Snyder, J., Snyder, L., and Bauer, A. 2010. Ecological observations on the Gargoyle Gecko, Rhacodactylus auriculatus (BAVAY, 1869), in southern New Caledonia. Salamandra. 46(1):37-47.
I added the following to Wikipedia in an attempt to improve public access to scientifically-literate information about reptiles:
- Gargoyle geckos reach sexual maturity between 1.5 to 2 years of age and engage in breeding behaviors in response to environmental cues. Breeding occurs throughout the winter and spring, and during this time adults decline in body condition as a result of energy investment into reproduction. The breeding season is followed by a recovery period during the summer and fall, which is characterized by a gain in mass and decline in reproductive behaviors.

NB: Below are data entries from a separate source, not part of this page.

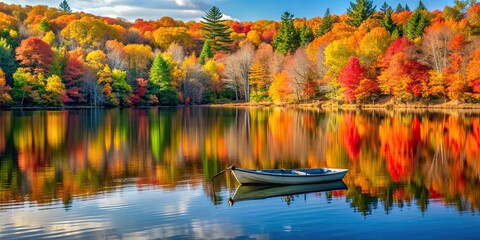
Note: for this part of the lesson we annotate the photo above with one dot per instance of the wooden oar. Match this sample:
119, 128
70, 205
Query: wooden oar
216, 175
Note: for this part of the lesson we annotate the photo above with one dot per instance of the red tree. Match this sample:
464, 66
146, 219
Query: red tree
418, 73
350, 77
34, 55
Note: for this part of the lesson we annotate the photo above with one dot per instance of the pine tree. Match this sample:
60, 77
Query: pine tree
421, 6
326, 25
63, 6
161, 77
415, 25
287, 38
385, 8
306, 35
206, 52
388, 23
399, 8
216, 32
7, 61
359, 12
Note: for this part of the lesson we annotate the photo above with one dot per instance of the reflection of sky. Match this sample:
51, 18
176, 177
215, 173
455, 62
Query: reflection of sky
188, 213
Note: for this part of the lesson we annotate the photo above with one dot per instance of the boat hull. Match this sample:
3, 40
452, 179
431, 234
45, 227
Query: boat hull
255, 192
252, 177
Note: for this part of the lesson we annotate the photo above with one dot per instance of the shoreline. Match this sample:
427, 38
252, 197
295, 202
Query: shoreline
321, 105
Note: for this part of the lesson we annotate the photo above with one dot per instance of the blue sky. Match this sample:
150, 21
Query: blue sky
243, 10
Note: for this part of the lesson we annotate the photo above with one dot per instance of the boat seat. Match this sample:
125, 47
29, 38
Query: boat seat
299, 172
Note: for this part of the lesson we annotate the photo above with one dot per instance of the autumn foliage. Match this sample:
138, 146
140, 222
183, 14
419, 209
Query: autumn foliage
362, 55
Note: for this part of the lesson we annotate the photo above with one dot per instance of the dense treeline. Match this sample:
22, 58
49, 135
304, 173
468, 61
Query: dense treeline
51, 56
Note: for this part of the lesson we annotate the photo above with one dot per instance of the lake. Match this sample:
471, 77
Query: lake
144, 173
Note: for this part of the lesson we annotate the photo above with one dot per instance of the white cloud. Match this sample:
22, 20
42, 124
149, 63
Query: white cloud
133, 9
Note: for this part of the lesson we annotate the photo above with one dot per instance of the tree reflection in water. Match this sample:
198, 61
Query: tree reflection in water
396, 158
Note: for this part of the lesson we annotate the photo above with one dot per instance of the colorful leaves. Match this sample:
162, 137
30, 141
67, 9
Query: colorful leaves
34, 55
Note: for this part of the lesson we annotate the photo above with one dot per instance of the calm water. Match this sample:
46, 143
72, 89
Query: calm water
144, 173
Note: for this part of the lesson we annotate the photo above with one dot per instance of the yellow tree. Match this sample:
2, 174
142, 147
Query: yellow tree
55, 90
374, 45
258, 81
164, 36
89, 32
280, 91
96, 60
5, 97
105, 80
139, 58
473, 71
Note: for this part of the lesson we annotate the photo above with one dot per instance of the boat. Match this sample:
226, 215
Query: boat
257, 192
287, 176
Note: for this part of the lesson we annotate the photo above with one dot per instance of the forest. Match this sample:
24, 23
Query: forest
56, 57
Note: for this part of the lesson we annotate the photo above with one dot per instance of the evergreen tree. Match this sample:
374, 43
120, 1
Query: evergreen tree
216, 32
287, 38
7, 61
359, 12
63, 6
421, 6
388, 22
161, 77
399, 8
306, 35
206, 52
385, 8
415, 25
326, 25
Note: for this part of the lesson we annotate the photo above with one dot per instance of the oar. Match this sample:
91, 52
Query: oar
216, 175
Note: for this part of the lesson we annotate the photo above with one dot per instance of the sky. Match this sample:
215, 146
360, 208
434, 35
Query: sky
242, 10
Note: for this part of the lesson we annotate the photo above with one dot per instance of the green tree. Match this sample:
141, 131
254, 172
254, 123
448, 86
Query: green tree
63, 6
385, 8
121, 88
160, 76
399, 8
54, 91
306, 35
216, 32
415, 25
388, 22
7, 61
327, 23
359, 12
206, 52
421, 6
5, 98
287, 38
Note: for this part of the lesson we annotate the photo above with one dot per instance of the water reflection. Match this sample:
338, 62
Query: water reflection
393, 158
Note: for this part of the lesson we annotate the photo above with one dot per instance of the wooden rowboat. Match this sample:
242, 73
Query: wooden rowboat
288, 176
257, 192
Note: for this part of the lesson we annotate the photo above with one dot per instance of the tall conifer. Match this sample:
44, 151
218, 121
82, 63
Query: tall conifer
216, 32
359, 11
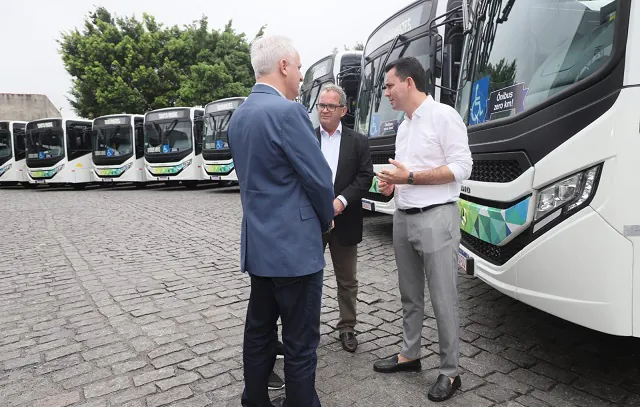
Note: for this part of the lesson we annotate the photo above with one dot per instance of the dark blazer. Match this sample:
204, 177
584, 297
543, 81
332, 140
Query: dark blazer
353, 180
285, 186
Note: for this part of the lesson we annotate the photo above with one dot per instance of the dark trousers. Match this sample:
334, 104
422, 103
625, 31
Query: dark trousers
296, 300
345, 263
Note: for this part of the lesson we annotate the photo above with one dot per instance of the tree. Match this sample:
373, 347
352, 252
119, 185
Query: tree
125, 65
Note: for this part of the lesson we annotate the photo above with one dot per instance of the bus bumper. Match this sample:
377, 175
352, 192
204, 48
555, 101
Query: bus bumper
580, 271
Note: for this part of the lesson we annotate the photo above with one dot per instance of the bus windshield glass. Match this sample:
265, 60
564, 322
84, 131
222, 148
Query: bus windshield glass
384, 121
5, 143
215, 130
522, 52
45, 143
168, 136
112, 141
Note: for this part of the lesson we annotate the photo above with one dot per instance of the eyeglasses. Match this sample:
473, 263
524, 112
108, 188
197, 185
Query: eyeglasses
331, 108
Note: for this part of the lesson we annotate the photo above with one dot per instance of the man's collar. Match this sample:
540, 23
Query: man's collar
258, 84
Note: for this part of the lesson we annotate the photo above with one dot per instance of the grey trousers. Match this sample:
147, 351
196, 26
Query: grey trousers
426, 244
345, 262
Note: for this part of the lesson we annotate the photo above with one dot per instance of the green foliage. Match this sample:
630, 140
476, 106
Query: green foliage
125, 65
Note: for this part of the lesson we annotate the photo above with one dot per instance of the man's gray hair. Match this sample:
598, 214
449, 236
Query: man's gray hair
338, 89
266, 52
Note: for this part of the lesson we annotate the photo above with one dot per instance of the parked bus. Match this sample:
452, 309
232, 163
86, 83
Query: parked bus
118, 149
549, 91
59, 152
173, 145
218, 164
12, 153
341, 69
430, 31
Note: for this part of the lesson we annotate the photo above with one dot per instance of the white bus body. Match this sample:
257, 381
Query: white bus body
173, 145
12, 153
216, 155
118, 149
549, 215
59, 152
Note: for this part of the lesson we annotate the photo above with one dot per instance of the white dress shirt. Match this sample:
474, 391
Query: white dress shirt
272, 87
433, 137
330, 146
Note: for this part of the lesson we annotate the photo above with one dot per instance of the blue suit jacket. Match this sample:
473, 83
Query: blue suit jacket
285, 186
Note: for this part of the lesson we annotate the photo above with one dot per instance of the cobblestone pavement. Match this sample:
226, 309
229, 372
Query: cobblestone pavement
125, 297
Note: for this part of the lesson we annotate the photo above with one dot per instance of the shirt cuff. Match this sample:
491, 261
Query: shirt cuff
459, 173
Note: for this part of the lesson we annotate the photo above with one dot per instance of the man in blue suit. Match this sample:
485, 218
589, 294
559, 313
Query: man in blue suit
287, 197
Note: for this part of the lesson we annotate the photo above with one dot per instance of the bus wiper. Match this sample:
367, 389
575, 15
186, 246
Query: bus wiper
313, 84
227, 116
380, 77
506, 12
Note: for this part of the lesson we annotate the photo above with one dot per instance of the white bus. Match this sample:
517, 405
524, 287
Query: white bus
216, 155
173, 145
341, 69
59, 152
550, 92
12, 153
429, 30
118, 149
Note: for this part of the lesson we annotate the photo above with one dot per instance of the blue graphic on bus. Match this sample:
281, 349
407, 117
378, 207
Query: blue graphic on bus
479, 97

- Reproductive success (as measured by the fertility rate and success of clutches) is highest during the breeding season and declines sharply as adults enter a recovery period. Seasonal clutch order also appears to have a significant influence on clutch fertility and declines with each clutch. These observations combined with a decline in the relative egg mass of each sequential clutch suggest that seasonal reproductive success in gargoyle geckos is constrained by their seasonal energy reserves.
- Gargoyle geckos are also capable of retaining sperm from copulation for delayed fertilization and from stored sperm can produce up to three viable clutches.
- Gargoyle geckos are oviparous and lay clutches of two eggs every 36 days (10 to 70), during the spring and summer they lay on average 6.5 clutches (4 to 11).
- Ingrid Schoonover analyzed the eggshell morphology of 16 gargoyle gecko eggs and reported a high mineralization content of 65% by dry mass, in comparison to other gecko species this is quite unusual and can be considered intermediate to soft-shelled species (low mineralization) and rigid-shelled species (high mineralization). This intermediate level of mineralization means that their eggs are less permeable to water vapor and more resistant to desiccation, which is perhaps an evolutionary adaptation that has allowed them to utilize arboreal nesting sites.
- As is seen in most oviparous ectothermic species, incubation length is dependent on incubation temperature, where increasing the incubation temperature results in shorter incubation lengths and decreasing the incubation temperature results in longer incubation lengths. Hatchlings weigh on average 2.6 grams (1.8 to 3.1 g) and 39 millimeters (35 to 45 mm) in snout to vent length. The growth rate is initially high but declines near sexual maturity. Developmental plasticity is observed in regard to hatchling body condition and initial growth rate: variation in hatchling body mass is influenced by (1) relative egg mass, (2) annual standard deviation in maternal mass, (3) maternal mass at the time of oviposition; and the variation in hatchling growth rate is influenced by (1) hatchling body condition, (2) relative egg mass, (3) maternal body mass and body condition. This means that the maternal environment influences the expression of developmental traits in the offspring of gargoyle geckos, where higher quality (greater body condition) females lay larger eggs and produce faster growing offspring than lower quality females.
- The first case of viable facultative parthenogenesis was reported by Ingrid Schoonover at American University in her presentation "An Overview of Reproduction and Development in Rhacodactylus auriculatus". Parthenogenesis refers to embryonic development that proceeds without the presence of sperm, and in this case was documented in a female that been housed alone for her entire life. Other than an eye deformity this parthenogenetic offspring has been developing normally for six months and appears to be female. However, this phenomenon seems to be a rare occurrence, with only 1 of 19 virgin eggs developing into viable offspring.